About myself
I am an astrophysicist currently working at the University of Bonn
My topic of predilection is the physics of galaxy clusters. Clusters are the largest and most massive building blocks of the Universe, made up of hundreds to thousands of galaxies, embedded in a large halo of hot plasma. But their total mass is actually dominated by dark matter, a mysterious constituent which does not interact with light.
In my work, I try to answer a number of fascinating questions about these cosmic structures: how they were formed, what they are made of, or what they can teach us about the nature and content of our Universe.

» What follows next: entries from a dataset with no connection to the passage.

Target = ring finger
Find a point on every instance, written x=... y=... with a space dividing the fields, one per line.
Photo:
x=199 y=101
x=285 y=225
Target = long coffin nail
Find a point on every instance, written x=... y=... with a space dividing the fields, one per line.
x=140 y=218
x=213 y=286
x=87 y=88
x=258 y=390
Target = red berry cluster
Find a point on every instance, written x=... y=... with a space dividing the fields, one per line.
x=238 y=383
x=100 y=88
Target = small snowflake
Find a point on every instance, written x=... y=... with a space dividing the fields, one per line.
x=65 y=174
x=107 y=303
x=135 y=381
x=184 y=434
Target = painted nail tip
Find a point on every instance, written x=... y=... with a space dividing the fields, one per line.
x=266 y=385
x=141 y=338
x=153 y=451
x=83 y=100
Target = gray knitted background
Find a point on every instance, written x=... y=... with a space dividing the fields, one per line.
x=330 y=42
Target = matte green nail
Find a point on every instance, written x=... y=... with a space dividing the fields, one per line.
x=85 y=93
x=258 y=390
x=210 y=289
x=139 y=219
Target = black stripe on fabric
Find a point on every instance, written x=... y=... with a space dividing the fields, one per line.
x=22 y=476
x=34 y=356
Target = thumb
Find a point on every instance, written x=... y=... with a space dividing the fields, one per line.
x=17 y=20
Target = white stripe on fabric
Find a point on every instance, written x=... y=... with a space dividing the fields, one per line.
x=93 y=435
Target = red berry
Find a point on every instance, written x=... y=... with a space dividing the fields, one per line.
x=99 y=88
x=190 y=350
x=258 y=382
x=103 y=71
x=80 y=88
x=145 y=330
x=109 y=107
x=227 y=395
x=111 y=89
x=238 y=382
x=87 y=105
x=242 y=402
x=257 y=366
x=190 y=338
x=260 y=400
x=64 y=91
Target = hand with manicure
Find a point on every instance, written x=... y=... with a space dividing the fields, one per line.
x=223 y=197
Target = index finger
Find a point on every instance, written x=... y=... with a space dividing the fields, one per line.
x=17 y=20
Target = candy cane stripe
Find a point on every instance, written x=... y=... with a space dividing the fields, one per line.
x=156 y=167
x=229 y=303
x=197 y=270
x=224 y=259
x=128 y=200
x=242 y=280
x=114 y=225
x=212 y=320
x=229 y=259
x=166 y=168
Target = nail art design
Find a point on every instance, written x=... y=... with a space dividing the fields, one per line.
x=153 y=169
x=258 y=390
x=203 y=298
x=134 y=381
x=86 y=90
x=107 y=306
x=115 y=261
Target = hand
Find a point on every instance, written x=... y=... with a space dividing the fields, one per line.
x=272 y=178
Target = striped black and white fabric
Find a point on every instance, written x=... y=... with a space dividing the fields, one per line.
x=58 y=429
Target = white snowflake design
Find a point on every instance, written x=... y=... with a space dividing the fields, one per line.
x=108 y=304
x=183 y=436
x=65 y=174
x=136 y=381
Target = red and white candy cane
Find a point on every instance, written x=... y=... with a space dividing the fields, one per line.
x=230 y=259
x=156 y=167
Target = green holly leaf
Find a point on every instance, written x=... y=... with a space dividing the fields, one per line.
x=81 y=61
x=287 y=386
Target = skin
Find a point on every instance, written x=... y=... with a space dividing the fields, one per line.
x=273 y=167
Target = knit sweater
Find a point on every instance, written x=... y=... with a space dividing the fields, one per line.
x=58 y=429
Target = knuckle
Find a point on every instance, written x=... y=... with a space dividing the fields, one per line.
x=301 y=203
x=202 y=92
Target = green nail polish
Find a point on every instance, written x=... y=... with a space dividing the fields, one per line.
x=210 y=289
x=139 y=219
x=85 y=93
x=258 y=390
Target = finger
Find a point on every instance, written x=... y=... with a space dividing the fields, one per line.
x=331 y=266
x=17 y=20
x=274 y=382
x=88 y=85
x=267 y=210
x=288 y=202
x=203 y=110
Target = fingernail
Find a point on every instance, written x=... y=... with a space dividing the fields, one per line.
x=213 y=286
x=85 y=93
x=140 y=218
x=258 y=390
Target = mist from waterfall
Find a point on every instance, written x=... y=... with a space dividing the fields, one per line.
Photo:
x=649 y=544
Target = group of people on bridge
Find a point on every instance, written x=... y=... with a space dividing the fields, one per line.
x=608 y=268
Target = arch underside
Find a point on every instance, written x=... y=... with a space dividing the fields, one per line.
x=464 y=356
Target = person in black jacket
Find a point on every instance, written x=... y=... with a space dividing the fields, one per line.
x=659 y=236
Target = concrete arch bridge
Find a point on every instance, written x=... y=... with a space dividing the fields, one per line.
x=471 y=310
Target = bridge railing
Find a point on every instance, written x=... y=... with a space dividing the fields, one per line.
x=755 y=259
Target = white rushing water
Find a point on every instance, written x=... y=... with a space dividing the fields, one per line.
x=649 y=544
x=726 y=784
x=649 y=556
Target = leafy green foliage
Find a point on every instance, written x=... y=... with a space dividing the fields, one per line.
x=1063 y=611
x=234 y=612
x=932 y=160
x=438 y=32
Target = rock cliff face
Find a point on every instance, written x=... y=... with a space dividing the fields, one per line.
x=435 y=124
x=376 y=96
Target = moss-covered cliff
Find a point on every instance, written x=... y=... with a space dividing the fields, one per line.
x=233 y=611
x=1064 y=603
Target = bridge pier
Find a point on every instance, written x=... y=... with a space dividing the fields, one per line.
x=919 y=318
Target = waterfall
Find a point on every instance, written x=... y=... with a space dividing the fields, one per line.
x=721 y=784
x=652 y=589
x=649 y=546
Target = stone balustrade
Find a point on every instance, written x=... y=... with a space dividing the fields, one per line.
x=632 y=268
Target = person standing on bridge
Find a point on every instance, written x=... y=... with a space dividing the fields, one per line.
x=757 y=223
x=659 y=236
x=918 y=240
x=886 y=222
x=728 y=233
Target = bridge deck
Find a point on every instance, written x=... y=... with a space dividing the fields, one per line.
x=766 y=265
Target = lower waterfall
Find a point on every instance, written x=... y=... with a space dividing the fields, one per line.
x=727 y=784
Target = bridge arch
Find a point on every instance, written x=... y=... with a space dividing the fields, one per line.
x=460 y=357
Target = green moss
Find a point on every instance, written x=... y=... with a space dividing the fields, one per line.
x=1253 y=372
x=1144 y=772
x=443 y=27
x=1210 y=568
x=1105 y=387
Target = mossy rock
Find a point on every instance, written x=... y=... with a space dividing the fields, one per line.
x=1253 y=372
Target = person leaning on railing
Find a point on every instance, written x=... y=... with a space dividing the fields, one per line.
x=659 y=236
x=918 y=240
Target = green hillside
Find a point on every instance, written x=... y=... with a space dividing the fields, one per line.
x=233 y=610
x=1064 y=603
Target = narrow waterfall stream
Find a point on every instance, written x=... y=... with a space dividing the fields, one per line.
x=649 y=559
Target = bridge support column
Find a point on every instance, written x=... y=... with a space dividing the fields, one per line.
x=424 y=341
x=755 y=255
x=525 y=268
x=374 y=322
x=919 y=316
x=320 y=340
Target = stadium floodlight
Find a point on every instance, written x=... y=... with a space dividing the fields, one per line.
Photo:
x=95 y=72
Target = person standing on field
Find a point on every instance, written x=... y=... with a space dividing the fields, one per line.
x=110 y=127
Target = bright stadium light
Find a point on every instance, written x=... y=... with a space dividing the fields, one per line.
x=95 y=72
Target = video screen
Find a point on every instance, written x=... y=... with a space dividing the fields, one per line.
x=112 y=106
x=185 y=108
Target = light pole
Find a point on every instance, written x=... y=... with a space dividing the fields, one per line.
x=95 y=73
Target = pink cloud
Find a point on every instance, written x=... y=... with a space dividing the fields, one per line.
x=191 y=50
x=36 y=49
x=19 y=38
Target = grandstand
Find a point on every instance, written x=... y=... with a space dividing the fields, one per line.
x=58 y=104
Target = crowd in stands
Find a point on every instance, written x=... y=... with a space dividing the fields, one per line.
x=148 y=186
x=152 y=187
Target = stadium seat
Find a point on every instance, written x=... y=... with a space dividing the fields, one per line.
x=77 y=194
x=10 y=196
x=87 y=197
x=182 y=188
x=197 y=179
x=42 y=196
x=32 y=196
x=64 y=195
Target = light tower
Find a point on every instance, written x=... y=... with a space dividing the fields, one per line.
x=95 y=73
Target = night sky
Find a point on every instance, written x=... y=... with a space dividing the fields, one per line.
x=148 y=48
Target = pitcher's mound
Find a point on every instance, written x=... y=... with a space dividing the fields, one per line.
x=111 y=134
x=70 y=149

In this purpose, I take part in large surveys of the extragalactic skys in the X-ray waveband, in which the hot gas that permeates clusters glow. I have a leading role in the XXL survey, the largest contiguous X-ray survey undertaken by ESA's XMM satellite, and I am actively involved in SRG/eROSITA, a German/Russian mission to perform the next generation X-ray all sky survey (start scheduled in 2019). In such surveys, one can detect new, large samples of galaxy clusters to study their properties in an unbiased way, and use the mass and space distribution of galaxy clusters to gain insights on the underlying cosmological models.
For a fresh perspective, I also take part in the ESA Euclid mission, which will permit to detect and study galaxy clusters from the optical emission of their galaxies in a large survey and measure their total masses using graviationnal lensing effects.
Aside from surveys, I investigate the physics of galaxy clusters by means of detailed multi-wavelength follow-up programs of representative sub-samples. Examples of such projects are eeHIFLUGCS (which focuses on the ~380 X-ray brightest clusters in the sky) and APEX-SZ (a combined lensing/X-ray/millimeter study of ~30 clusters). In the future, I also hope to study the galaxy clusters discovered in all those large surveys using ESA's next X-ray observatory, Athena, planned for 2028.